We know that if flow is possible then it will satisfy the below equation

$\dfrac{\partial u}{\partial x}+\dfrac{\partial v}{\partial y}+\dfrac{\partial w}{\partial z}=0$

Where u is the velocity of flow in the x-direction ,v is the velocity of flow in the y-direction and w is the velocity of flow in z-direction.
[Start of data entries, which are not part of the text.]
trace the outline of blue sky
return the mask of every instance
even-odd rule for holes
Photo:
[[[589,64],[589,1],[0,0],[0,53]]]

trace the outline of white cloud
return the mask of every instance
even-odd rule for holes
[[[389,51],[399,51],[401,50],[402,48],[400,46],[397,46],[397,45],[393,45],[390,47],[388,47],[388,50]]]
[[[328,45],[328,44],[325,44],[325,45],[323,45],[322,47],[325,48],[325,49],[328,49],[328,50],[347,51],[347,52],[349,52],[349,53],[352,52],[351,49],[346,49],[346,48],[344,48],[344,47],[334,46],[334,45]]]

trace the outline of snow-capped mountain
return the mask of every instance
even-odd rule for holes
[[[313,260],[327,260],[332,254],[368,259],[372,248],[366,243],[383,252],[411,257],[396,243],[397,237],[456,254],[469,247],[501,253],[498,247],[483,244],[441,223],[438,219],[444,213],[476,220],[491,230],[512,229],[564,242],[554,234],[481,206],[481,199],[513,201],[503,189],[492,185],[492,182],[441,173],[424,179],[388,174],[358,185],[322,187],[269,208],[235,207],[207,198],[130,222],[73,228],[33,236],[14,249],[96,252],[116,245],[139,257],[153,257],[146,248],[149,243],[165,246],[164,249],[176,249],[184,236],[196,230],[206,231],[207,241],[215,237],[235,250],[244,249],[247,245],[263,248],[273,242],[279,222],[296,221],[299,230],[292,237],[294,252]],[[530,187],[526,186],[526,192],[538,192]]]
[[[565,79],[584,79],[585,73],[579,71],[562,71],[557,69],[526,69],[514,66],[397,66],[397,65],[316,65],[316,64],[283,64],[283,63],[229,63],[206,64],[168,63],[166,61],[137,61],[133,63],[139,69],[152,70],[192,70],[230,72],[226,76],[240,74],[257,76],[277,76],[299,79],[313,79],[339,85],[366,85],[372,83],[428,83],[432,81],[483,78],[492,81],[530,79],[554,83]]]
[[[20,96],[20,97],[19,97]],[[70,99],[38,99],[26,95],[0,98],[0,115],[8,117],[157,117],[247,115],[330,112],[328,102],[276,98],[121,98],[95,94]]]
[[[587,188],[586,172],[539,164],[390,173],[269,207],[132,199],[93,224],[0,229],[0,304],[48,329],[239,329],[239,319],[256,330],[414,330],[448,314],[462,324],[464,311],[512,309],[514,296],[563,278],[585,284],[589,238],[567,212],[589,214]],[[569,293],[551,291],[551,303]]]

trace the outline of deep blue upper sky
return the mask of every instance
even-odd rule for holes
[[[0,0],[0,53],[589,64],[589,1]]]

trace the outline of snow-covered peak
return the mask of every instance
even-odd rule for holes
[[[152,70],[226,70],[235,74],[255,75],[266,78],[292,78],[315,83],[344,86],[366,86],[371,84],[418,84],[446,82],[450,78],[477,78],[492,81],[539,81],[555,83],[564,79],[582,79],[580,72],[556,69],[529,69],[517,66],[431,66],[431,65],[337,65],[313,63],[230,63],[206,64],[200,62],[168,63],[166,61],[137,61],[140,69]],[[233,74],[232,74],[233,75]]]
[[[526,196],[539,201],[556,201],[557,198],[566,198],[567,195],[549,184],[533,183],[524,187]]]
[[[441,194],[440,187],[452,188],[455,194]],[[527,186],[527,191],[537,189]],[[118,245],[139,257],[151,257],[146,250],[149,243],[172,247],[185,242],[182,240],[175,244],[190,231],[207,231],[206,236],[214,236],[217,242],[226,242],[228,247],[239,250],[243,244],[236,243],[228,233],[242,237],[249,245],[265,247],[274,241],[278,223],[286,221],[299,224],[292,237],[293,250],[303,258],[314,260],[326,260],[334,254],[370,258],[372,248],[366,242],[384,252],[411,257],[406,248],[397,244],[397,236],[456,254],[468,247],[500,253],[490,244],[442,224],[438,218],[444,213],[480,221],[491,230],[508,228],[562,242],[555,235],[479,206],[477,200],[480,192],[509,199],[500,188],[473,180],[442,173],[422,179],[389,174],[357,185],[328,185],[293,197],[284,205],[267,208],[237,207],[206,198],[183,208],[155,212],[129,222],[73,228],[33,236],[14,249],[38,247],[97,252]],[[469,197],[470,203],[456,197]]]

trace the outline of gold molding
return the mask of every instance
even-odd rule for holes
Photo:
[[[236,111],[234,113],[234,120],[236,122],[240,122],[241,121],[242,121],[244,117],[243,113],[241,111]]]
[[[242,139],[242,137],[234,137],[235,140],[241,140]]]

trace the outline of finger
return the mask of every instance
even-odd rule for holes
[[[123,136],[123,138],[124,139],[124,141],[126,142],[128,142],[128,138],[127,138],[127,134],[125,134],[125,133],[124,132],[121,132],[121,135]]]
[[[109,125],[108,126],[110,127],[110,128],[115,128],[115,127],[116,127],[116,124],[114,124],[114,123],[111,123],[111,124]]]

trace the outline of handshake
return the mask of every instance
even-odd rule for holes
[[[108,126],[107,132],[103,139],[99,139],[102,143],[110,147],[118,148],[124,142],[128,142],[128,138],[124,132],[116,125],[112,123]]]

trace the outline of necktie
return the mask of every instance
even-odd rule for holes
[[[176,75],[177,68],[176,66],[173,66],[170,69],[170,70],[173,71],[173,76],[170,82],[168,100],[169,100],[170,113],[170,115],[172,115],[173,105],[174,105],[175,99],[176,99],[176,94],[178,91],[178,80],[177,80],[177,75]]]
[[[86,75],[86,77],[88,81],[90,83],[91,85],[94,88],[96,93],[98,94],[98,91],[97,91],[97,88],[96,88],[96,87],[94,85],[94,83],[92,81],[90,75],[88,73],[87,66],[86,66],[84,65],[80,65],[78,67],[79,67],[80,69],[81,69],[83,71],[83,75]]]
And velocity potential function $\phi$ given as follows

$u=-\frac{\partial \phi }{\partial x},v=-\frac{\partial \phi }{\partial y},w=-\frac{\partial \phi }{\partial z}$

Rotationality of fluid is given by $\omega$

$\frac{\partial v}{\partial x}-\frac{\partial u}{\partial y}=\omega_Z$

$\frac{\partial v}{\partial z}-\frac{\partial w}{\partial y}=\omega_x$

$\frac{\partial w}{\partial x}-\frac{\partial u}{\partial z}=\omega_y$

So now putting value in the above equations ,we will find

$\omega =\frac{\partial \phi }{\partial x},u=\frac{\partial \phi }{\partial x},$

$\omega_y=\dfrac{\partial^2 \phi }{\partial z\partial x}-\dfrac{\partial^2 \phi }{\partial z\partial x}$

So $\omega_y$ =0

Like this all $\omega_y,\omega_x,\omega_Z$ all are zero.

That is why velocity potential flow is irroational flow.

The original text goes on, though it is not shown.